It will be now over a year (April 01, 2022) since public protests gripped Sri Lanka against deteriorating economic situation in the country leading to a nation-wide emergency. It took three “long fought” months “Aragalaya” uprising to oust President Gotabaya Rajapasksa (GR) and forced him into exile (July 22, 2022). In the past eight months President Ranil Wickremesinghe (RW) has initiated a course correction putting Sri Lanka on path to economic recovery. He is now busy putting together plans to deal with serious political governance issues, address the ethnic problems and create an environment of peace, trust and confidence in the country.
However, political analysts point to the existence of a “deficit trust” in the government and generally that President Ranil Wickremesinghe (RW) “does not enjoy the confidence “of the people who want elections to local self-governments as early as possible”. Going by present indications, major elections are unlikely for some more time.
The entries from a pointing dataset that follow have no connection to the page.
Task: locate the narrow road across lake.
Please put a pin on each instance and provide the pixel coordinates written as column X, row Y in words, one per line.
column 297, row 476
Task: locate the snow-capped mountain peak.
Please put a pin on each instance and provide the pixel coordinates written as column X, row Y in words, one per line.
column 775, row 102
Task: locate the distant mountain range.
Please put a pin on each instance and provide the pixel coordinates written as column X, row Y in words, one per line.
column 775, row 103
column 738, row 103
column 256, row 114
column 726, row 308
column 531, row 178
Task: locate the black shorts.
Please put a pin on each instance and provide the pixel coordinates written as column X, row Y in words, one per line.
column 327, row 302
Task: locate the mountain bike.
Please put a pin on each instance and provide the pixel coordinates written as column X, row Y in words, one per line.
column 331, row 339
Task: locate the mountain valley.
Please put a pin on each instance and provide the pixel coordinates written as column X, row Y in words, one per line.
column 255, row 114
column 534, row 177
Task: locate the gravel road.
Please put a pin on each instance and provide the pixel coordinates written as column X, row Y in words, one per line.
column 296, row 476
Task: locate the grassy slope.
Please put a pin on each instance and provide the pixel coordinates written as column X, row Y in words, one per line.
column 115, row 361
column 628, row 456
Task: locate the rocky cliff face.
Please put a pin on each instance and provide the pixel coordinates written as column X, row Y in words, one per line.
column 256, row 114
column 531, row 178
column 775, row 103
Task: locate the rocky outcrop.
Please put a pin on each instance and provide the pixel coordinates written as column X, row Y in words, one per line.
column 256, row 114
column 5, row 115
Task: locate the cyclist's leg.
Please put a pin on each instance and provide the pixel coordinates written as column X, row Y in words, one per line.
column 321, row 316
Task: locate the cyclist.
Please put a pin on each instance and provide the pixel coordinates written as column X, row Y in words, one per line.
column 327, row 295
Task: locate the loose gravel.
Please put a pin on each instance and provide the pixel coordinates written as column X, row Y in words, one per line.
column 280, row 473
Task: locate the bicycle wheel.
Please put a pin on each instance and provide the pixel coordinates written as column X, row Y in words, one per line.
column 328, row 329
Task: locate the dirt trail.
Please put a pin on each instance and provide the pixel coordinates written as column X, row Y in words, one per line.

Sri Lanka is not fully out of the woods, the situation has been brought under control by initiating several austerity measures, raising taxes and ensuring that law and order despite strikes by trade unions and legal challenges.
The split within the Sri Lanka Freedom Party (SLFP) and United National Party (UNP) respectively in the last few years has ceded political space to the Janatha Vimukthi Peramuna (JVP) led National People’s Power (NPP) and its other faction. The NPP had hopes to make a big splash in elections to the local bodies or to the provincial councils. RW has denied NPP the opportunity to test its opportunity by refusing to hold elections. RW’s priority is to move ahead with his economic recovery agenda, governance reforms and counter challenges to his administration both in the parliament and judiciary. He is confident that the Sri Lanka Podujana Party (SLPP) will continue to support him in parliament. The main opposition party, Samagi Jana Balavegaya (SJB) appears to in the throes of a leadership crisis on several major issues both political and economic. The ethnic issue has remained on the discussion table without tangible results. RW has to therefore come up with a bouquet of solutions that have a wider appeal among all sections of the community.
The decision (March 20, 2023) of the International Monetary Fund (IMF) to approve Sri Lanka’s Program under the Extended Fund Facility (EFF), though belated, is a major boost to RW. He had assumed the presidency of Sri Lanka in July 2022 under extraneous circumstances. RW must be counting the several takeaways from the IMF decision. The unprecedented economic crisis, the political instability, worrisome law and order situation brought about by President Gotabaya’s Rajapaksa’s (GR) questionable decisions and consequently leading to his resignation from office was a major political challenge to RW. The credit must certainly go to RW and his team for staying the course throughout 2022. Importantly, the situation has eased to a large extent. It will require however RW’s political acumen to navigate the many challenges that will be encountered in meeting the expectations of the domestic constituency and the international community to the commitments made to the IMF.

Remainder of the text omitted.